In their latest Q4 2022 Market Commentary, Pzena explain why the stage is set for another powerful value cycle. Here’s an excerpt from the letter:
Equity market performance in periods of high inflation and slow or negative GDP growth has been top of mind for many of our clients.
While no two periods are exactly alike, history once again provides an interesting comparison, as the period starting in late 1973 and lasting through late 1982 saw a similar geopolitical and macroeconomic backdrop to what we are seeing today (Exhibit 5).
The near decade-long stagflation period saw two global recessions and 8.2% average annual inflation, hardly a backdrop conducive to investing in equities.
However, real GDP still grew at 3.1% per year, global equities returned 5.5% per year, and value returned 12.5%. This robust performance made cheap stocks one of the few asset classes that generated positive real returns during this turbulent period (Exhibit 6).
We believe that one of the primary drivers of value’s robust performance during this period was its starting point.
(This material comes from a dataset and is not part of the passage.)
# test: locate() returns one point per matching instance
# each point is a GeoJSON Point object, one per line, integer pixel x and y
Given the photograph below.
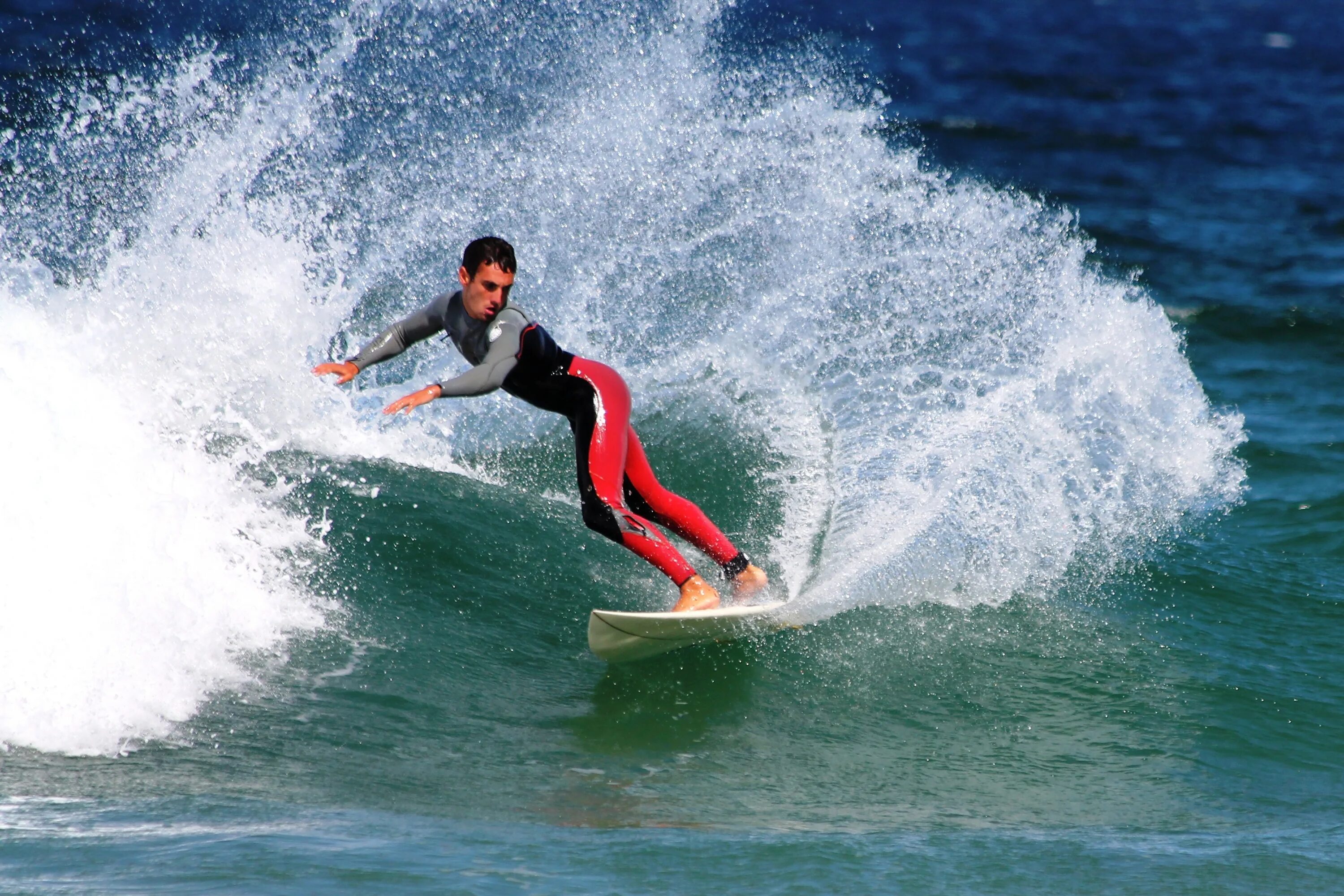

Record-wide valuation spreads (at the time) following the Nifty Fifty era set the stage for a long and powerful value cycle.
Geopolitical and macroeconomic concerns led to global equity market declines this year that were, on average, in line with past recessions.
While the macroeconomic environment has not become any clearer this year, it bears remembering that recessions are typically short and manageable and the seeds of market rallies are planted during recession-driven market selloffs, as the market performs particularly well in the five-year period following the start of a recession, and value tends to outperform.
Similar to the prior period of stagflation, we believe cheap stocks globally appear to stand out in offering solid positive real earnings yields.